[CVPR 2021] Involution: Inverting the Inherence of Convolution for Visual Recognition, a brand new neural operator

Overview

involution

Official implementation of a neural operator as described in Involution: Inverting the Inherence of Convolution for Visual Recognition (CVPR'21)

By Duo Li, Jie Hu, Changhu Wang, Xiangtai Li, Qi She, Lei Zhu, Tong Zhang, and Qifeng Chen

TL; DR. involution is a general-purpose neural primitive that is versatile for a spectrum of deep learning models on different vision tasks. involution bridges convolution and self-attention in design, while being more efficient and effective than convolution, simpler than self-attention in form.

Getting Started

This repository is fully built upon the OpenMMLab toolkits. For each individual task, the config and model files follow the same directory organization as mmcls, mmdet, and mmseg respectively, so just copy-and-paste them to the corresponding locations to get started.

For example, in terms of evaluating detectors

git clone https://github.com/open-mmlab/mmdetection # and install

cp det/mmdet/models/backbones/* mmdetection/mmdet/models/backbones
cp det/mmdet/models/necks/* mmdetection/mmdet/models/necks
cp det/mmdet/models/utils/* mmdetection/mmdet/models/utils

cp det/configs/_base_/models/* mmdetection/mmdet/configs/_base_/models
cp det/configs/_base_/schedules/* mmdetection/mmdet/configs/_base_/schedules
cp det/configs/involution mmdetection/mmdet/configs -r

cd mmdetection
# evaluate checkpoints
bash tools/dist_test.sh ${CONFIG_FILE} ${CHECKPOINT_FILE} ${GPU_NUM} [--out ${RESULT_FILE}] [--eval ${EVAL_METRICS}]

For more detailed guidance, please refer to the original mmcls, mmdet, and mmseg tutorials.

Currently, we provide an memory-efficient implementation of the involuton operator based on CuPy.

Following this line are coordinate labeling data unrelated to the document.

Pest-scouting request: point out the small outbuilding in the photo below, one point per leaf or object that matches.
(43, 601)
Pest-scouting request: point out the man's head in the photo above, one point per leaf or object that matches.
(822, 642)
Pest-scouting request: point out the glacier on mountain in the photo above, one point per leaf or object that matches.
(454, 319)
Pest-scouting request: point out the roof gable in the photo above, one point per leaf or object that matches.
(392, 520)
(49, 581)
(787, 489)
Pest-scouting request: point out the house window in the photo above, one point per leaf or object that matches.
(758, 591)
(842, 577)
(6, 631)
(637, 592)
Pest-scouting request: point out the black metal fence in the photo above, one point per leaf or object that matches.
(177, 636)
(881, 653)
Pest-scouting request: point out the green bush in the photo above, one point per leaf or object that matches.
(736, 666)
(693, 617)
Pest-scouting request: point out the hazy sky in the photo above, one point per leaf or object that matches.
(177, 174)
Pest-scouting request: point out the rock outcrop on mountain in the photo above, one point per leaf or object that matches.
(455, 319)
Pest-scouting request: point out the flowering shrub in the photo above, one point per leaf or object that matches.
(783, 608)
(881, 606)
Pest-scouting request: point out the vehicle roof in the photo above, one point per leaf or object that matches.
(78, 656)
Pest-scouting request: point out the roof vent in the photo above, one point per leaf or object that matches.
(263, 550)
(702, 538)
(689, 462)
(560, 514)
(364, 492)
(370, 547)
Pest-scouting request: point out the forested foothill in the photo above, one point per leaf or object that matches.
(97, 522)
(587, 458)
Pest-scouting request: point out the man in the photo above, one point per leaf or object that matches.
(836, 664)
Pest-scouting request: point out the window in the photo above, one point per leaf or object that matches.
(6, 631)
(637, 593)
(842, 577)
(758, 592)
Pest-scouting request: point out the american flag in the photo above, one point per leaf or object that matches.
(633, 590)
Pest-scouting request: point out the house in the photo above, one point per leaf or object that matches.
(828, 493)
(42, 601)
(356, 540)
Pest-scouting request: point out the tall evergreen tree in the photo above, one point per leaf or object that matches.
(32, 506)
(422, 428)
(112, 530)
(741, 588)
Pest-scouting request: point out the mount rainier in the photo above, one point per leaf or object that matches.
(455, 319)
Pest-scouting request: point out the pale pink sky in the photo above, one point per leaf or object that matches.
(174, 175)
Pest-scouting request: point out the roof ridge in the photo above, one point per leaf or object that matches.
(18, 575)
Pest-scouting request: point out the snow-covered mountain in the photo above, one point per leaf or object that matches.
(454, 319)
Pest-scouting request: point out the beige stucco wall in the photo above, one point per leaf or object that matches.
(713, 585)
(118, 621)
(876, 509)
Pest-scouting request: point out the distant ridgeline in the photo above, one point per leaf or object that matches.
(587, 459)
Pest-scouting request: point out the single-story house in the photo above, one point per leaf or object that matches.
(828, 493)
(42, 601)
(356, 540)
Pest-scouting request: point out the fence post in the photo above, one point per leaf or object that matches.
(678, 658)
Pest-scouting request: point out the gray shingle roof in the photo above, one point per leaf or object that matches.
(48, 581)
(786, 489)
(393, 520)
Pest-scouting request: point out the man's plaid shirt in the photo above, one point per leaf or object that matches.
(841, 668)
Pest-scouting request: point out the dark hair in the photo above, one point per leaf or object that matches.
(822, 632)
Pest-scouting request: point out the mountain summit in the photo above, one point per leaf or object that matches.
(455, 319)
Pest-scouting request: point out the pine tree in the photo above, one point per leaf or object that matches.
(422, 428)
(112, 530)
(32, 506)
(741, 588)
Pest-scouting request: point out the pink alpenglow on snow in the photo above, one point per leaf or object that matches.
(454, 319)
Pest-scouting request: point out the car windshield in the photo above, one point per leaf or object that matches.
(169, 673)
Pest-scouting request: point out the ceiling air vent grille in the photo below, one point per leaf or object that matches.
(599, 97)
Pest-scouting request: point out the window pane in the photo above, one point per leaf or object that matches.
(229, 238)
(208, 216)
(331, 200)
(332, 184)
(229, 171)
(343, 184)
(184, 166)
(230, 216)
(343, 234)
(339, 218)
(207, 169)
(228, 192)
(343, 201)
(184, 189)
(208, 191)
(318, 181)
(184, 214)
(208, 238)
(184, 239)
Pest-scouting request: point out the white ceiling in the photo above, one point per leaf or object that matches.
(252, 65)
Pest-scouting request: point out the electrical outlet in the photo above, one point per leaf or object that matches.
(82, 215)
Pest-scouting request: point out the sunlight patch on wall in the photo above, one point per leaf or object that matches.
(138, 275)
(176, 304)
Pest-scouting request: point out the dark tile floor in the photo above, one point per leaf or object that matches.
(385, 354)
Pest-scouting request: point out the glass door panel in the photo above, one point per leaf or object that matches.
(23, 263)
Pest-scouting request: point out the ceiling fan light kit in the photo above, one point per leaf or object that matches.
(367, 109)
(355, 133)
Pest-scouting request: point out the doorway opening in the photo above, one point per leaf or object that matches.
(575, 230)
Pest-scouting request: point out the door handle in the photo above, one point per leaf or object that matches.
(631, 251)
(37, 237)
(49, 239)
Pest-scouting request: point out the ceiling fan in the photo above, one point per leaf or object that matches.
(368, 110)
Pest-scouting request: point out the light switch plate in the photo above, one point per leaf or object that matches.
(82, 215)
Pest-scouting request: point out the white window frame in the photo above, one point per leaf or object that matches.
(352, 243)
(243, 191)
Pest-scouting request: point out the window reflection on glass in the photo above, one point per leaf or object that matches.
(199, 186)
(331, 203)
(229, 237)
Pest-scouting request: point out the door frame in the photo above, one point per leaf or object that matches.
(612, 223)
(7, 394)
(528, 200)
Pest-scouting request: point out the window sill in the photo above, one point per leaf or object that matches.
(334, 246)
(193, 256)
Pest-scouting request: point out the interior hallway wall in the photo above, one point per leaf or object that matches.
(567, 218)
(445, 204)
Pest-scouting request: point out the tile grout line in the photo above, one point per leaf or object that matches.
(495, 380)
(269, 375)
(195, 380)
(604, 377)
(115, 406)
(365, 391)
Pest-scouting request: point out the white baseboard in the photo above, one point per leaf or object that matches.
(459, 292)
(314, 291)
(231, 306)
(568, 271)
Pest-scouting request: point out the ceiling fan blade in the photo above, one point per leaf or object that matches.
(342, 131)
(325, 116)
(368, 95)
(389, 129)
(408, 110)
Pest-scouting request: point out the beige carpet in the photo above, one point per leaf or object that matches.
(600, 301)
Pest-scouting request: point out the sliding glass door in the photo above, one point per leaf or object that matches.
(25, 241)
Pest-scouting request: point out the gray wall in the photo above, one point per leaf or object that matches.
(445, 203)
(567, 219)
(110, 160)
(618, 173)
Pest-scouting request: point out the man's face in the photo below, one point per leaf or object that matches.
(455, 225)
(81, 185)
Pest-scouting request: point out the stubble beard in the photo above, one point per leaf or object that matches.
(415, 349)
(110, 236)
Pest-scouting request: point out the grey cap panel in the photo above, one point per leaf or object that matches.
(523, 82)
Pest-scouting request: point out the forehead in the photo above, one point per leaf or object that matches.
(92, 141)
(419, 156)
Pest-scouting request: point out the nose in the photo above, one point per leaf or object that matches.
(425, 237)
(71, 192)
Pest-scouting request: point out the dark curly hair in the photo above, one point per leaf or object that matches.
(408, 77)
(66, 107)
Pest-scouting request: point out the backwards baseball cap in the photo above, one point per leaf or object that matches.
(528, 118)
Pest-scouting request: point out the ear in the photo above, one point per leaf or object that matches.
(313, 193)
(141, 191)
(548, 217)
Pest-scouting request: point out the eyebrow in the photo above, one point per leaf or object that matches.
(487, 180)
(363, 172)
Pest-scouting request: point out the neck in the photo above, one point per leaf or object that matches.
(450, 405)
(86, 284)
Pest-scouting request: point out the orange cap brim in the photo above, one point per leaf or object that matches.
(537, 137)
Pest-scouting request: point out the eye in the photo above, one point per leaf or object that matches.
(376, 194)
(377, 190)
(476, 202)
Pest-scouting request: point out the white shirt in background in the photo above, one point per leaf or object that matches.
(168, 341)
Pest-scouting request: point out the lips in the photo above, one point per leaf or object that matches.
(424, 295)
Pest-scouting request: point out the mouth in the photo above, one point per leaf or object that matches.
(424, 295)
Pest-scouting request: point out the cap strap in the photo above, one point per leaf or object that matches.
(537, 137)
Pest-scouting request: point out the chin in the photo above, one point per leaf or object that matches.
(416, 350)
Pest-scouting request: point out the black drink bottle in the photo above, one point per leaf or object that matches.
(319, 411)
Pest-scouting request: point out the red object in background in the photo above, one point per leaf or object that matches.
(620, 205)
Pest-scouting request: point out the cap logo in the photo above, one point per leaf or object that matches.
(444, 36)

Please install this library in advance. A customized CUDA kernel would bring about further acceleration on the hardware. Any contribution from the community regarding this is welcomed!

Model Zoo

The parameters/FLOPs↓ and performance↑ compared to the convolution baselines are marked in the parentheses. Part of these checkpoints are obtained in our reimplementation runs, whose performance may show slight differences with those reported in our paper. Models are trained with 64 GPUs on ImageNet, 8 GPUs on COCO, and 4 GPUs on Cityscapes.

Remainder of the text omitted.